“Sometimes I feel like part of my job is to make sure she survives this with her health intact,” said Louise Fury, Yarros’s literary agent.
In “Fourth Wing,” Yarros wrote about her condition for the first time, giving her protagonist, Violet Sorrengail, many of the afflictions she suffers from, like dizziness, brittle bones and joints that easily dislocate. Violet’s mother, the commanding general, pushes her to join the elite dragon rider forces like her older siblings, but Violet struggles at the war college. Her condition, which is never named, leaves Violet so weak that she can’t stay on her dragon, nearly plummeting to her death before she grudgingly accepts a saddle that locks her into place. Other dragon riders belittle her as small and fragile, but Violet’s ruthless antagonist and love interest, Xaden, is won over by her determination.
“I read fantasy growing up and I never saw that, I saw these powerful heroines,” she said. “I wanted to tell a story about a girl who should not succeed, and who should not be able to endure an overly brutal environment.”

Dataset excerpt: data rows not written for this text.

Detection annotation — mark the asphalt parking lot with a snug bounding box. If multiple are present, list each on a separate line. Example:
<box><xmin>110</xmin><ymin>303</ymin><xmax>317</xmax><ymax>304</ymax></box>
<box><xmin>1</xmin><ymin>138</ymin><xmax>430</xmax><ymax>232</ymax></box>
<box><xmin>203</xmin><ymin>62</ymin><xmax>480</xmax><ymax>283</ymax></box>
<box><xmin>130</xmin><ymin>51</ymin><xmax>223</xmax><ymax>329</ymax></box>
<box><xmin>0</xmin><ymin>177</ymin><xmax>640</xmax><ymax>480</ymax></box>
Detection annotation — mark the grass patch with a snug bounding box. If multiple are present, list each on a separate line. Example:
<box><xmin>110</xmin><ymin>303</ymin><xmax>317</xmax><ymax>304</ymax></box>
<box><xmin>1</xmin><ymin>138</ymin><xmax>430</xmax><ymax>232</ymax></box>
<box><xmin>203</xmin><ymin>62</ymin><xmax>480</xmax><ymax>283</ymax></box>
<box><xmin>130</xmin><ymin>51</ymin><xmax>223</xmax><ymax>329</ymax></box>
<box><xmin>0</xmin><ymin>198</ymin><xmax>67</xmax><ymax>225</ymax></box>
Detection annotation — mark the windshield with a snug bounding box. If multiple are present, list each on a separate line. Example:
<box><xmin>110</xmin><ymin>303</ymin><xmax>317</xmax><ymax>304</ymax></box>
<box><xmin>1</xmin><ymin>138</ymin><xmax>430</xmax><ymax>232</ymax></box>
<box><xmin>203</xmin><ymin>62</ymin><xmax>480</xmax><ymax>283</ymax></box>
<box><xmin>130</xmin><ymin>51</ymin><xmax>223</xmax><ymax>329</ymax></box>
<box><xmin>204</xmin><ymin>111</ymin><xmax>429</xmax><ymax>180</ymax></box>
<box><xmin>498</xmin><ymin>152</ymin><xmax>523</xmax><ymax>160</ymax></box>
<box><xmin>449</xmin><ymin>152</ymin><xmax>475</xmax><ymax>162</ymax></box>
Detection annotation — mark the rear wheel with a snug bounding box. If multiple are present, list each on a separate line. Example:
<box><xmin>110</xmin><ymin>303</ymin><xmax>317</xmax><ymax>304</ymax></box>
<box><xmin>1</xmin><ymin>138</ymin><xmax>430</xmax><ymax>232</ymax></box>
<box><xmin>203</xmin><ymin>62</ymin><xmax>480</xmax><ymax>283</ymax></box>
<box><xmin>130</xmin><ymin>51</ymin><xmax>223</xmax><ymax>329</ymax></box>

Yarros grew up as the youngest of four in a military family — her grandfather was a general, and both her mother and father are retired lieutenant colonels. Her family bounced around Washington, D.C., Oklahoma, Kansas, Pennsylvania, Germany and Colorado.
She took up writing poetry and fiction early, and wrote a novel for a high school English project. When she was a college student at the University of Colorado, Colorado Springs, she met her husband, Jason Yarros, a young private in the Army, at a karaoke bar one night. They got married and quickly had a child, and Yarros dropped out of college.